Avec le succès de la Fat TV en général (The Biggest Loser, Drop Dead Diva, Fat Actress et la sitcom à venir Molly & Mike, dernier bébé de Chuck Lorre), Huge pourrait en effet surfer sur une vague annoncée : la mode du gras ballant. Pourtant, diffusée sur ABC Family, on pouvait facilement craindre un énième programme paternaliste ou racoleur, comme la petite sœur de l’Alphabet a su le faire avec Greek, American Teenager ou Make it or Break It. Etonnamment, la chaîne ne verse pas dans un registre freaky dans lequel la grosse adolescente serait une parodie morbide sur pattes empâtées (c’est le rôle de Mariah Carey). A l’inverse, Huge excelle dans sa modestie et son authenticité et prend même à bras le corps le problème plus actuel que jamais de l’obésité croissante aux Etats-Unis.


Signée Winnie Holzman, auteure de la meilleure série jamais réalisée sur l’adolescence, My So-Called Life, Huge use de ce même bagage amer et spirituel pour évoquer le problème du surpoids morbide, avec toujours un regard dénué de moral ou d’hauteur. Sans complaisance ou ton potache, Huge suit avec proximité le quotidien d’un groupe d’ados en surpoids, mené par Willamina (Nikky Blonsky, encore plus épatante que dans Hairspray). Ce thème fort de l’obésité, qui devait nécessairement voir le jour à la télé, subtilement imbriqué à la problématique générale de l’adolescence, aboutit naturellement à un résultat solide et teinté d’émotion.
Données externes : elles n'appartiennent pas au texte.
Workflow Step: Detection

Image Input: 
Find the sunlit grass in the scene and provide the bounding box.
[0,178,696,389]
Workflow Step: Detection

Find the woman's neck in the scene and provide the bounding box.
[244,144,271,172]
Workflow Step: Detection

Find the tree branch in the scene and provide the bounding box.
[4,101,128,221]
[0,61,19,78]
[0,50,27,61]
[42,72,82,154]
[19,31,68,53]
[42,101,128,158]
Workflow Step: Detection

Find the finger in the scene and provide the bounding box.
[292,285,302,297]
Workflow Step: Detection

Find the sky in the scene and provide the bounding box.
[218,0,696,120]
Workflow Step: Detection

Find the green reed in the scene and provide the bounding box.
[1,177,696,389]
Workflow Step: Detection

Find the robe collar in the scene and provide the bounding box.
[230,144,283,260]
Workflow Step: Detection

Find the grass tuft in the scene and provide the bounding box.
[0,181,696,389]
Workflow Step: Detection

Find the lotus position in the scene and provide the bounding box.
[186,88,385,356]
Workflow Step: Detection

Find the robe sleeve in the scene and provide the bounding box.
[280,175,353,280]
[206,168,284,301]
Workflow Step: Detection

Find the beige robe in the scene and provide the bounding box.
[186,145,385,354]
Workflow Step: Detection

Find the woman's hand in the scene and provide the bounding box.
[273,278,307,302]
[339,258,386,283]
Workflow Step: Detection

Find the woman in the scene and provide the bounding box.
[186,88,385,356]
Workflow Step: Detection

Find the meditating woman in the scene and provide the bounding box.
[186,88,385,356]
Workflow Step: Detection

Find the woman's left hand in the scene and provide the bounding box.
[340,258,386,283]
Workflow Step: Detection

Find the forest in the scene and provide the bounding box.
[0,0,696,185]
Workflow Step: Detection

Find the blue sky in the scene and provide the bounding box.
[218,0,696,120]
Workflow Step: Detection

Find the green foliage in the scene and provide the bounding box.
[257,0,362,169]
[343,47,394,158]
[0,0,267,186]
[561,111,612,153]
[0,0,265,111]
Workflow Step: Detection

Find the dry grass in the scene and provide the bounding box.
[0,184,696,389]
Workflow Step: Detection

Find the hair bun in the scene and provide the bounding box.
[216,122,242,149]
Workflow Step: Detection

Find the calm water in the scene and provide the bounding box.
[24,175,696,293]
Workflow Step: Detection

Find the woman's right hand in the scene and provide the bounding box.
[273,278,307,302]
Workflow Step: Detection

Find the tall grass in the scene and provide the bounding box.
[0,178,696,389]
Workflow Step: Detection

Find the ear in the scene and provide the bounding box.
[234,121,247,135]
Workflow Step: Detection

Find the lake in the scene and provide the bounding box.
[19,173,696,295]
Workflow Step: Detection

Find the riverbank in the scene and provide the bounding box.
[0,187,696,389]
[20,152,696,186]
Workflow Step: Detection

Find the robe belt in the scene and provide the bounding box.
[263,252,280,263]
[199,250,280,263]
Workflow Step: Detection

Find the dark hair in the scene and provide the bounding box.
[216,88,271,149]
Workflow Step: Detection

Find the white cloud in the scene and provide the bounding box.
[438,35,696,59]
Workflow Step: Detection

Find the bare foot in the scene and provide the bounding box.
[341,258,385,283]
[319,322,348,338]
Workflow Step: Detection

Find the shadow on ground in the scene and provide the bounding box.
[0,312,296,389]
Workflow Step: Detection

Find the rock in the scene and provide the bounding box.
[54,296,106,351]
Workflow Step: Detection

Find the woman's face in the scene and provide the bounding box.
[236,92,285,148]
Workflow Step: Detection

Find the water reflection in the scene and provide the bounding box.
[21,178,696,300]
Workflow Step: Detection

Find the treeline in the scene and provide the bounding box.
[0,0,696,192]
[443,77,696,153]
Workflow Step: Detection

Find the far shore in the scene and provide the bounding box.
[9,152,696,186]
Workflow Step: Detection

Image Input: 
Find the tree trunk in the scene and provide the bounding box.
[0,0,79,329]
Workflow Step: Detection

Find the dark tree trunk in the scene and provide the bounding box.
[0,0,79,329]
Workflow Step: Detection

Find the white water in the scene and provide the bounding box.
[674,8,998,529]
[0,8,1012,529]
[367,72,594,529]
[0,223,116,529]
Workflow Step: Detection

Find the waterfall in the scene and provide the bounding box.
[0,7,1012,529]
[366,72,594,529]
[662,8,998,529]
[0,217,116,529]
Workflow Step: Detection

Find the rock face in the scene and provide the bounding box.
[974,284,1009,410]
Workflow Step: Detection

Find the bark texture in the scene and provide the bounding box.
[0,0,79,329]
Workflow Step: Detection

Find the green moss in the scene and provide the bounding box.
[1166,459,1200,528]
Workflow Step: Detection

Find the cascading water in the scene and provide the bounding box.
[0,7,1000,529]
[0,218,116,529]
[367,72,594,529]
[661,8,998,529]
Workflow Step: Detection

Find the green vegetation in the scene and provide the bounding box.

Les storylines, diverses et simples, mais à l’effet sensé sur l’univers éducatif US et la jeunesse américaine (la diabolisation de la nourriture dans les camps d’amaigrissement, la vie sportive drastique, les consignes en tout genre) sont habilement représentées dans un cadre narratif où métaphores (le camp et la nourriture marchandée illustrent les réunions d’addict et le deal de drogues) enjeux existentiels et conflits adolescents procurent à l’ensemble une touche bigarrée et véridique.

Par exemple, alors que la jeune et jolie Amber (Hayley Hasselhoff, fille de David) voit dans ce camp un monde parallèle où tout est possible, la rebelle Will est bien décidée à grossir de plus bel pour dire merde à ses parents (et s’assumer dans le rejet). Huge ne cède ainsi pas à des pré-construits bêtes et méchants, exploite la diversité de son thème et montre surtout qu’elle sait de quoi elle parle.



D’emblée, Huge n’avait rien d’un teen-show comme un autre. Les formes de cette série étant plus généreuses que celles d’un autre teen show, habituellement squelettique et avide de paillettes sur figurantes emballées dans un linceul à la mode. Après visionnage du pilot, il est de même pour son contenu : d’une qualité (ABC Family) rare.